Source: The Guardian
Shamed by a gap in his reading, the Guardian writer vowed to read only fiction by African women in 2018. After 19 novels spanning Nigeria to Ethiopia, he shares what he learned
At last year’s Guardian Opinion Christmas party – modest affairs at which those who want to dance are outnumbered by those who want to talk by at least five to one – I met Chibundu Onuzo, a Nigerian author.
“We share a publisher,” she told me.
“I’m sorry,” I told her. “I haven’t read your book.”
Chibundu waved away my apology with generous indifference. We carried on chatting and were among the pioneers on the dancefloor.
Chibundu did not appear bothered by my ignorance of her work, but I was. I can’t say exactly why. There are lots of books I haven’t read. But in some small way that gnawed at me in the days ahead, I wondered not only why I hadn’t read her but why she wasn’t on my radar.

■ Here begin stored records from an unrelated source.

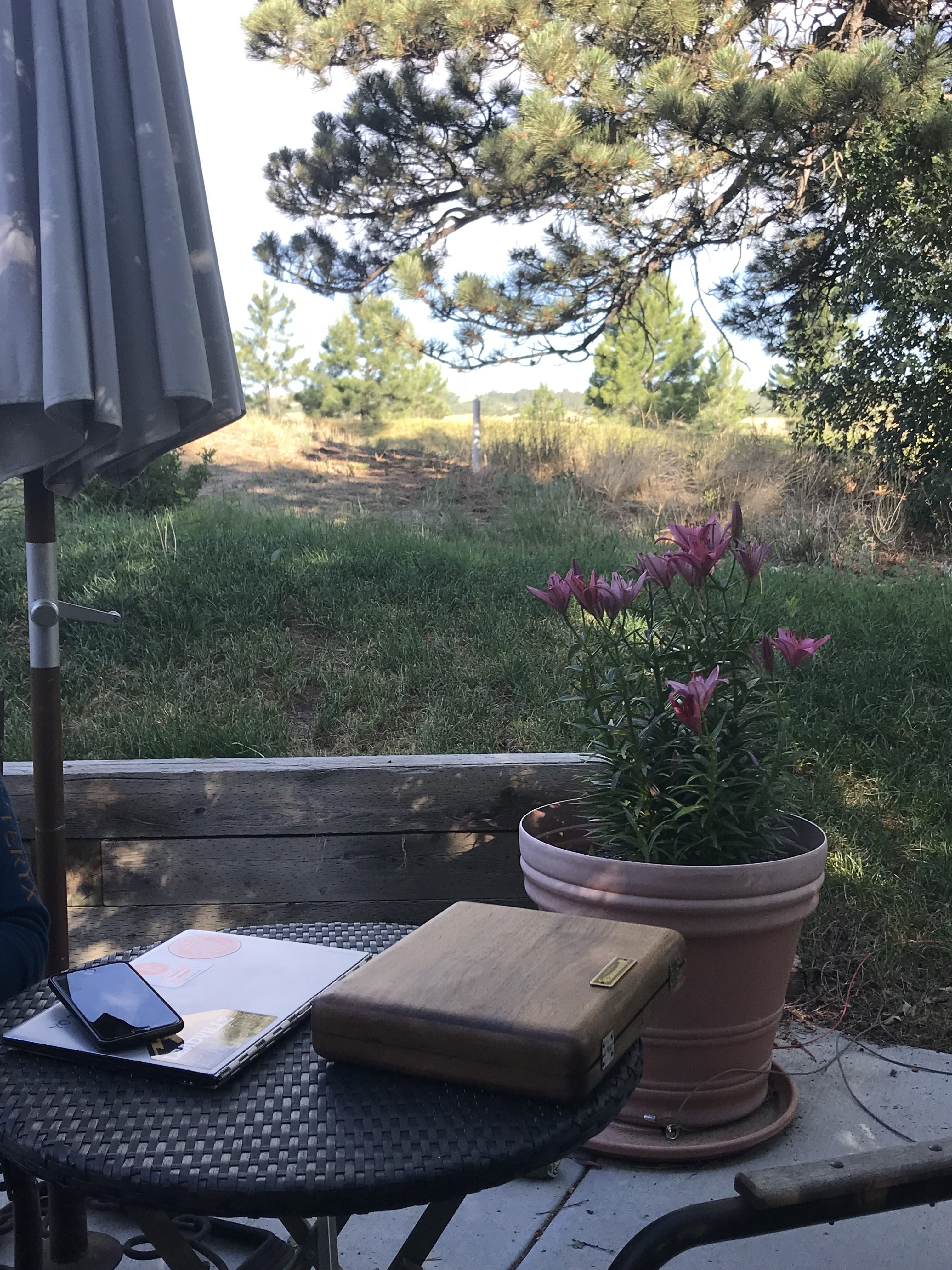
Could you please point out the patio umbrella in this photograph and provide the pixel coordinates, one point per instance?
(115, 335)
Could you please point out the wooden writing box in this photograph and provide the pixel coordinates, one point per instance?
(503, 998)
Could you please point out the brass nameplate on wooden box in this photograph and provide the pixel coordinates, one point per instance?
(610, 975)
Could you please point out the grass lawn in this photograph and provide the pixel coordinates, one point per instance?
(249, 634)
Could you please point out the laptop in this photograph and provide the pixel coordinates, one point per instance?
(236, 994)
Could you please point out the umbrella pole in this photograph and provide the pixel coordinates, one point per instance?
(46, 710)
(71, 1244)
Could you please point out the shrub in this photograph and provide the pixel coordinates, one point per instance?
(162, 487)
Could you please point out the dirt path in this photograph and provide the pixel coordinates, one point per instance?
(286, 465)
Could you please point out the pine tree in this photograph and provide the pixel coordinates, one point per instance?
(264, 351)
(635, 133)
(861, 308)
(649, 366)
(371, 366)
(725, 399)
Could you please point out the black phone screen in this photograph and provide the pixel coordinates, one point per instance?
(116, 1004)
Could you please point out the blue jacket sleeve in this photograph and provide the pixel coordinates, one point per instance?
(25, 924)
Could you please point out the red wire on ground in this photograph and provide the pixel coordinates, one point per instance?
(850, 990)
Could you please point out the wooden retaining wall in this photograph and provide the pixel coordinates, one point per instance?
(155, 846)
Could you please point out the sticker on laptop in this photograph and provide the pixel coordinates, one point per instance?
(169, 972)
(205, 945)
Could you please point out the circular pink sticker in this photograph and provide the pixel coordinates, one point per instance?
(204, 948)
(148, 968)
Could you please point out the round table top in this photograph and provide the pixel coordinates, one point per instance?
(291, 1133)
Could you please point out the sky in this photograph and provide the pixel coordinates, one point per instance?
(246, 110)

Feeling it was time to fix my radar, I decided, when it came to fiction, to read only African women for a year. The motivation was not virtue but curiosity. I wondered what I had been missing out on. I wasn’t completely ignorant of literature by women from that part of the world: I’d read Chimamanda Ngozi Adichie, Ama Ata Aidoo, Bessie Head, Buchi Emecheta, Leila Aboulela, Gillian Slovo, Nadine Gordimer and Zoë Wicomb. Nor was I entirely ignorant of that part of the world. I lived in Sudan for a year, reported from South Africa, Mozambique, Zimbabwe, Tanzania and Sierra Leone and visited Ghana on holiday. But it had been at least four years since I read any of those authors and five since I set foot on the continent.